Disponible en DVD zone 2 aux éditions Pathé vidéo


Il est des œuvres qui, éloignées de tout ce qui s'est fait dans leur domaine, n'offrent que deux options au public, avide de nouveaux trips certes, mais modérément : l'adhésion éternelle ou le rejet définitif. La Tour au-delà des nuages fait partie de ces oeuvres, malgré ou peut-être plutôt en vertu de son inoffensivité. A mi-chemin entre le blockbuster de SF et le mélodrame ado mignon tout plein, le film de Shinkai Makoto n'est ni la grande uchronie de geo-politic fiction (croisé à un space opera) que certains attendaient, ni une énième démonstration de la profonde et crétine naïveté qui caractérise la production cinématographique nipponne ces dernières années, comme de mauvaises langues l'ont évoqué. Il n'est ni l'un, ni l'autre, et il n'est même pas au milieu : bienvenue dans le monde de Shinkai Makoto, enfin brûlé sur DVD dans une édition française digne de ce nom.


1996, dans un présent alternatif. Le Japon, pays divisé en deux subissant encore la domination extérieure, a vu l’île de Hokkaidô se transformer en immense forteresse défendant une mystérieuse tour qui s'étend sur plusieurs kilomètres de hauteur. Ils ont quinze ans et vivent dans une petite ville de campagne, dans la partie "libre" de l’archipel ; Takuya et Hiroki, deux amis d’enfance boy-scouts aux grands rêves d’évasion, se lient d’amitié avec une fille de leur classe, Sayuri. Un lien se crée entre eux trois, y compris autour de cette inapprochable tour de l’Union, jusqu’à ce Sayuri disparaisse sans laisser de trace. Cette disparition a raison de l’amitié des deux lycéens, dont les chemins se séparent et le rêve commun s’évanouit. Cinq ans plus tard. Alors que Takuya est un jeune espoir de la communauté scientifique, Hiroki traverse son existence d’étudiant tokyoïte dans le souvenir obsédant de Sayuri. Tandis qu’endormie depuis 5 années, atteinte d'un mal rare, celle-ci continue de voir dans ses rêves plus vrais que nature le monde en ruines, les fantômes de ses amis, et la tour, toujours elle… au détour d’un même rêve vient à Hiroki une idée : et si Sayuri et la tour de l’Union, que l’on dit être une porte pour une autre dimension, étaient connectés ?


Limousine indépendante

Shinkai Makoto, nom des plus mémorables de l’industrie indépendante de la japanimation pour avoir réalisé le très bon Hoshi No Koe (Voices of a distant star), a encore frappé.

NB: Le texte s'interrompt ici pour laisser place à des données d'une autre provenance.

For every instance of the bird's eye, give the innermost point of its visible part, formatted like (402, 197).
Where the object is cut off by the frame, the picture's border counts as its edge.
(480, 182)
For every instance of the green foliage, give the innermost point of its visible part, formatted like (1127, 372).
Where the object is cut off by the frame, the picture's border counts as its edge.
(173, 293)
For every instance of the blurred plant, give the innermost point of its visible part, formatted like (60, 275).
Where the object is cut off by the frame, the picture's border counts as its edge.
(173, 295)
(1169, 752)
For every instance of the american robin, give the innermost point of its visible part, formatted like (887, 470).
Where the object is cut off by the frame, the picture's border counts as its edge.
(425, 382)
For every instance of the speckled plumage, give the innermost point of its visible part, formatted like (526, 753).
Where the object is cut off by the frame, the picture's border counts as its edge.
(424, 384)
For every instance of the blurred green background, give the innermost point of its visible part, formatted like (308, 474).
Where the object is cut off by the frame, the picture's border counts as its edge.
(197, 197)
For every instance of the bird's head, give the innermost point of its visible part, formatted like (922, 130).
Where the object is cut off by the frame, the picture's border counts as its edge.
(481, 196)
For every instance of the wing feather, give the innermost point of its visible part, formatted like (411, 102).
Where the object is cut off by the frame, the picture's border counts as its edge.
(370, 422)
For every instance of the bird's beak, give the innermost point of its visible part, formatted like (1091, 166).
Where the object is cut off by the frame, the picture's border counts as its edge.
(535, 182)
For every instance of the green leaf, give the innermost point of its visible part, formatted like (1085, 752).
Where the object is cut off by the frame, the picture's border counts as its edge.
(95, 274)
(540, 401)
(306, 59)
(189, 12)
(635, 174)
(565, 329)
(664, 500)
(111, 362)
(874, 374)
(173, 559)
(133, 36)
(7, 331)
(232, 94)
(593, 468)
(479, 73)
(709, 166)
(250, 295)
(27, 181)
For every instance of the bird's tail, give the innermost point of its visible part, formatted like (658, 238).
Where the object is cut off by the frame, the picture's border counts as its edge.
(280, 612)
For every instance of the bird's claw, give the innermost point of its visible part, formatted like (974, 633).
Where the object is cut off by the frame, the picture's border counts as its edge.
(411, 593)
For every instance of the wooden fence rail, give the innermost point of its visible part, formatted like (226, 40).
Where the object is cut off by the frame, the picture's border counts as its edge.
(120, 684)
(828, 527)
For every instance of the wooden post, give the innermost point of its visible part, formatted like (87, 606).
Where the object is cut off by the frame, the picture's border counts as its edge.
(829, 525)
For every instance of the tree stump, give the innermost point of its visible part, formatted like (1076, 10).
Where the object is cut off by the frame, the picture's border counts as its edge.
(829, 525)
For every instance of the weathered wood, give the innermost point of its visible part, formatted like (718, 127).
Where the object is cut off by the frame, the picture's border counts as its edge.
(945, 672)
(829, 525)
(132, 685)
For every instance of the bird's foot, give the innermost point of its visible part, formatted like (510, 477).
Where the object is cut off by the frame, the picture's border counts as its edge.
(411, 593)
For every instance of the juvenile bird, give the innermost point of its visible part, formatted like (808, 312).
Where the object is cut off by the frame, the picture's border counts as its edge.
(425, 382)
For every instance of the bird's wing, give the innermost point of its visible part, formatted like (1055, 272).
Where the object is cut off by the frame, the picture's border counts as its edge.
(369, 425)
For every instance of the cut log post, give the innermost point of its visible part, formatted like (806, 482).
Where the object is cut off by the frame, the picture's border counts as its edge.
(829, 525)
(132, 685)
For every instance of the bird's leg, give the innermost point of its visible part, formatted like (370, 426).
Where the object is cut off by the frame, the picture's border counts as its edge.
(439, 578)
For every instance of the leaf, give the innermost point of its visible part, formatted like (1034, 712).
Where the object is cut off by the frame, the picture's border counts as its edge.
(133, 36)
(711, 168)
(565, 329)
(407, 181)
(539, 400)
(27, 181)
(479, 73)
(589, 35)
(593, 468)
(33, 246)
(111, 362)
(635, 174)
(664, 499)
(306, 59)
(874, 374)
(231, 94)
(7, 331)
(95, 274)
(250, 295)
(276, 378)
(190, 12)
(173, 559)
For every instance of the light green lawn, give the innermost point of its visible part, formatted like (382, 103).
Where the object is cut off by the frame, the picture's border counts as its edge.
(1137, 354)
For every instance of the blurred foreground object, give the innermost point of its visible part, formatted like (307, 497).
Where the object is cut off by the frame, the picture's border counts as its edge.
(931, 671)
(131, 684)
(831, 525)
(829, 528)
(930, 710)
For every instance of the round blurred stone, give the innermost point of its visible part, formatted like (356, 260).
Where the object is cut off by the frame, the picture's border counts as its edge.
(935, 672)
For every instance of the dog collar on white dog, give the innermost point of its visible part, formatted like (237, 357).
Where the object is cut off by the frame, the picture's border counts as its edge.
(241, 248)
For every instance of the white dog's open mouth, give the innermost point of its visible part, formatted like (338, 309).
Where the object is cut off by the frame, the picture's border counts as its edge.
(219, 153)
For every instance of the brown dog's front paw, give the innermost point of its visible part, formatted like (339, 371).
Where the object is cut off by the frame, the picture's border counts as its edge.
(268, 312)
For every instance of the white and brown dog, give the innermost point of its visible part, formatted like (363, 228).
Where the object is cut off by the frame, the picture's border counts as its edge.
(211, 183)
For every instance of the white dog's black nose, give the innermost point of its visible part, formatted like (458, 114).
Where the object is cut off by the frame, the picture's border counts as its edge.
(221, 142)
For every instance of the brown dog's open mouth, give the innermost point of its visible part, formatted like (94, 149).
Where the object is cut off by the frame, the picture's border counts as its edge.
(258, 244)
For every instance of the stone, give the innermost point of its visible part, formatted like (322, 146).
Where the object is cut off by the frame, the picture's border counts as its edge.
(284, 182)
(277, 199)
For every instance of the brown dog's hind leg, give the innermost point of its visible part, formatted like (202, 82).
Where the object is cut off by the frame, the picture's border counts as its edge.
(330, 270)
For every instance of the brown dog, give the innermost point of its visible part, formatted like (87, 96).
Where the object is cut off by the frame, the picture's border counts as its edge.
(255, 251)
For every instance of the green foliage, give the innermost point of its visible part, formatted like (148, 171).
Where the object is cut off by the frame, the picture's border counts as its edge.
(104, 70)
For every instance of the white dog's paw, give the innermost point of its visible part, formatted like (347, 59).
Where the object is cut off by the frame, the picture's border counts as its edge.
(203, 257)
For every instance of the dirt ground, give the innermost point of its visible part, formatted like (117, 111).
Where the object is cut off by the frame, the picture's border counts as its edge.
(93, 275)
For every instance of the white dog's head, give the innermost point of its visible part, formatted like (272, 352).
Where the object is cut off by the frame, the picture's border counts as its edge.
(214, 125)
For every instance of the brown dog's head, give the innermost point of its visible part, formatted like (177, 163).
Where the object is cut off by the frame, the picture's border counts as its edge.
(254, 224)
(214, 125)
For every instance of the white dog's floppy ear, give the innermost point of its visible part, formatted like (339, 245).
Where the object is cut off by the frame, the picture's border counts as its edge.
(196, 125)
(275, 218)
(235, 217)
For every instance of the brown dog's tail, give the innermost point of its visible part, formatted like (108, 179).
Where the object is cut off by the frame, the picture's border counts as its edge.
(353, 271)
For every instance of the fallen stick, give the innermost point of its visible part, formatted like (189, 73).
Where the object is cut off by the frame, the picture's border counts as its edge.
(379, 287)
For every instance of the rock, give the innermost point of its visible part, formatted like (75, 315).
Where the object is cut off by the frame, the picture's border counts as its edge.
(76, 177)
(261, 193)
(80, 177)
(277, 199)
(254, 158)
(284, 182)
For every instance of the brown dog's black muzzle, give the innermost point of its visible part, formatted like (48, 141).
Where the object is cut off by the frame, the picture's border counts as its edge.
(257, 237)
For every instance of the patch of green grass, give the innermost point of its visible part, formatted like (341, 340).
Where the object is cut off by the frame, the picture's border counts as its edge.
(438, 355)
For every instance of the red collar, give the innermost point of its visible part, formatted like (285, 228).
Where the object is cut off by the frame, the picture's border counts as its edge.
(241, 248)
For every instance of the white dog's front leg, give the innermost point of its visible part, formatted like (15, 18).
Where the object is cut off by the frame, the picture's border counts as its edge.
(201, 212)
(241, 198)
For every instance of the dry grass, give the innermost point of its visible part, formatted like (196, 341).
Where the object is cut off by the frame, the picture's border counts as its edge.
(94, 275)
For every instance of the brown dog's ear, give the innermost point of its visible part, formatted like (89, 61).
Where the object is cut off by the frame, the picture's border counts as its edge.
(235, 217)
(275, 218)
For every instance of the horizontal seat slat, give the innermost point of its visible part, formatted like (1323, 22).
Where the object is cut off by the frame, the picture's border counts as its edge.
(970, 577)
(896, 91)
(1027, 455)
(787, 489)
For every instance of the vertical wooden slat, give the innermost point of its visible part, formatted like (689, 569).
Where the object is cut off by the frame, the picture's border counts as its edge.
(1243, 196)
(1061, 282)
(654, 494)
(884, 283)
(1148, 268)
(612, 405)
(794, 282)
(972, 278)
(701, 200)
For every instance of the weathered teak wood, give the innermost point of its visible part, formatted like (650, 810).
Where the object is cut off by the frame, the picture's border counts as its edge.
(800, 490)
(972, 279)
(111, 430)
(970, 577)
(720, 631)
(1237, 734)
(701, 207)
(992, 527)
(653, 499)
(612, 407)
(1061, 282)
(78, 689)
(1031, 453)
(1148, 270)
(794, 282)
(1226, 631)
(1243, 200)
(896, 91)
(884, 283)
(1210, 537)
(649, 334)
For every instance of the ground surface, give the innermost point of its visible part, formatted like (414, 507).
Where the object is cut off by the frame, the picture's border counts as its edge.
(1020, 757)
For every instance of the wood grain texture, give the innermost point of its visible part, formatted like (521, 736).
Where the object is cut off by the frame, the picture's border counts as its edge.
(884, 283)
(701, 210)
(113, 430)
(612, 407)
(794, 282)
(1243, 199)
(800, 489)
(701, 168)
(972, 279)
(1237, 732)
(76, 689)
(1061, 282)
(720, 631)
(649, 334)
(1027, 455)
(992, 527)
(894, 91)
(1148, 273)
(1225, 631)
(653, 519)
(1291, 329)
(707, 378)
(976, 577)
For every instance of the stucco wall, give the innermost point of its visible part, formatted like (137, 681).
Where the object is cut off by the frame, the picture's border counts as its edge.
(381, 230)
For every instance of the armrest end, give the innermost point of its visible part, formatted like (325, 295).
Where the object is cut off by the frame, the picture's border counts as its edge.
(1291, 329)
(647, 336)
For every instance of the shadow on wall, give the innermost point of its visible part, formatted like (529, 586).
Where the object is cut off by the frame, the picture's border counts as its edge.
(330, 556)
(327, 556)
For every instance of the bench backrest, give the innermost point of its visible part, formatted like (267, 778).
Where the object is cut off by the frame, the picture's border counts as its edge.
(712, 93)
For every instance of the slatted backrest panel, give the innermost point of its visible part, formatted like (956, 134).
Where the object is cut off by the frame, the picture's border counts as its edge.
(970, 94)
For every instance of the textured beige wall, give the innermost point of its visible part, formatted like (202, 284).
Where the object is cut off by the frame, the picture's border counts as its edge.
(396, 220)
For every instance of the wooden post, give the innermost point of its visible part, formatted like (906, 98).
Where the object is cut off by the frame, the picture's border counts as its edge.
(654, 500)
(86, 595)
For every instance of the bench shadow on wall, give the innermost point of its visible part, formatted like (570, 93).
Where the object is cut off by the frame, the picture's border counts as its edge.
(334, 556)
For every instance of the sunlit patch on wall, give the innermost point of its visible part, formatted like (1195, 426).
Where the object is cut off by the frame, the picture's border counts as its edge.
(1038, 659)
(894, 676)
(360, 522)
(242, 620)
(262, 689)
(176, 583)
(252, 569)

On l’attendait, cette oeuvre, on la désirait...

Cela a commencé avec une "fausse" bande-annonce – fausse car le film n’était pas encore réalisé et les images conçues exprès pour le teaser – à la fin 2002. Sur une mélodie originale proprement superbe et trois longues minutes défilaient les grandes lignes du scénario de l’auteur, ce triangle amoureux adolescent, ce Japon alternatif sans cesse menacé de guerre, cette homérique construction humaine au mystère insistant ; et comme visuellement, c’était cent fois supérieur à Voices of a distant star qui ridiculisait déjà une bonne partie de la production animée japonaise, on avait du mal à redresser sa mâchoire à la fin. Il a fallu deux ans à la petite équipe de Shinkai pour finir le boulot, et que le DVD sorte en grande pompe dans tous les HMV et Tower Records du Japon début 2005. Résultat des courses ?



Non, avant ça, passons brièvement sur un des rares défauts de l’œuvre : ami, si toi aussi tu as fantasmé sur ce même trailer depuis ces deux dernières années, ne t’attends pas à retrouver les mêmes images dans le film, ni même les répliques à l’identique ; on sent bien qu’entre temps, la chose a germé dans l’esprit du créateur, et que les choses aient évolué en bien ou en mal, le fait est que sur le coup, ça déçoit. Mais comparer foncièrement les deux n’a pas vraiment de sens ; ici, c’est du film qu’il s’agit. Alors la présente critique ne tiendra pas en compte ce manque, et se contentera d'aller à l’essentiel : la beauté tout à fait personnelle et tout en humilité de La Tour au-delà des nuages.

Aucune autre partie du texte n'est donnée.